# Victoria Arches - April 2012



## PaulPowers (Apr 2, 2012)

I had a few hours spare so decided to head under Manchester for a bit.



> The Victoria Arches were a series of arches built in the embankment of the River Irwell in Manchester. They served as business premises, landing stages for Steam packet riverboats and as World War II air-raid shelters. They were accessed from wooden staircases which descended from Victoria Street
> 
> Regular flooding of the river resulted in the closure of the steam-packet services in the early 20th century, following which the arches were used for general storage. In World War II they were converted into air raid shelters. The arches are now bricked up and inaccessible; the staircases were removed in the latter part of the 20th century.
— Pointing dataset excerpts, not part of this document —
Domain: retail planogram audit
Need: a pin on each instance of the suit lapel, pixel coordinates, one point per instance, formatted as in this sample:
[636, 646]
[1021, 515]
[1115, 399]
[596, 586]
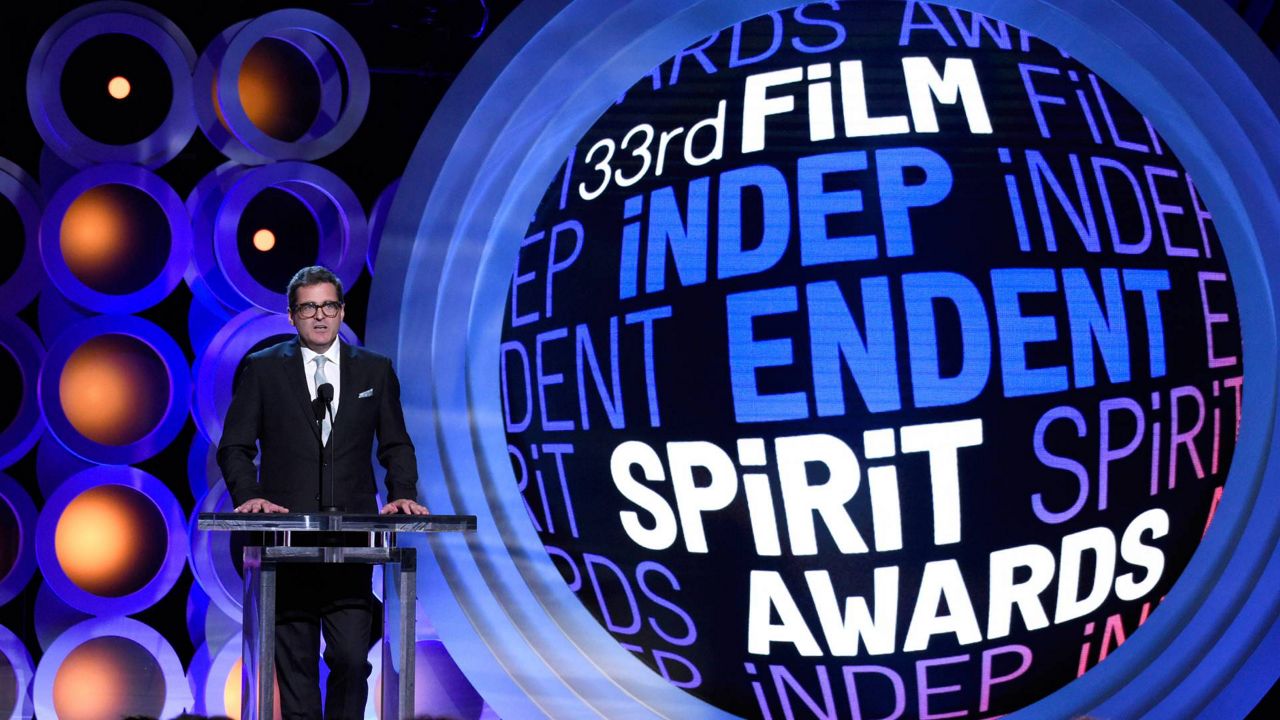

A brilliant explore but as I went solo it was a bit strange when I heard voices, at parts the sounds from the street echo down manhole covers which is a bit un-nerving


----------



## Landsker (Apr 2, 2012)

very nicely done Paul as always! if im ever up in Manchester Im definitley going there.


----------



## nelly (Apr 2, 2012)

Yep !!!!!!!!


----------



## phill.d (Apr 3, 2012)

Have all the old signs gone now? I've not seen photos of them on reports for a while.


----------



## UEP-Wales (Apr 3, 2012)

I am in love...


----------



## PaulPowers (Apr 3, 2012)

phill.d said:


> Have all the old signs gone now? I've not seen photos of them on reports for a while.



sadly yes  and it looks like when the work on the site is finished they will be sealed again


----------



## Ninja Kitten (Apr 3, 2012)

lovely find Paul..like this..


----------



## night crawler (Apr 3, 2012)

Excilent report and photo's


----------



## UrbanX (Apr 4, 2012)

Nice find, Fantastically lit as always!


----------



## PaulPowers (Apr 16, 2012)

Manchester council are talking about converting the arches into an ultra modern office block so I created this petition

http://epetitions.direct.gov.uk/petitions/32518


----------



## UEP-Wales (Apr 16, 2012)

Just signed the petition  Why does everything have to be turned into bloody offices!


----------



## PaulPowers (Apr 16, 2012)

This is what is proposed


----------



## kellisurbex (Apr 16, 2012)

nice shots


----------



## Silent Hill (Apr 16, 2012)

Councils are a law unto themselves. They have no interest in our history/heritage at all. Lets hope these plans are thwarted.

Nice to see this mate. Victorian engineering at It's best


----------



## smiler (Apr 16, 2012)

Nice One Paul, I enjoyed it, Thanks


----------



## skeleton key (Apr 25, 2012)

Great stuff Paul


----------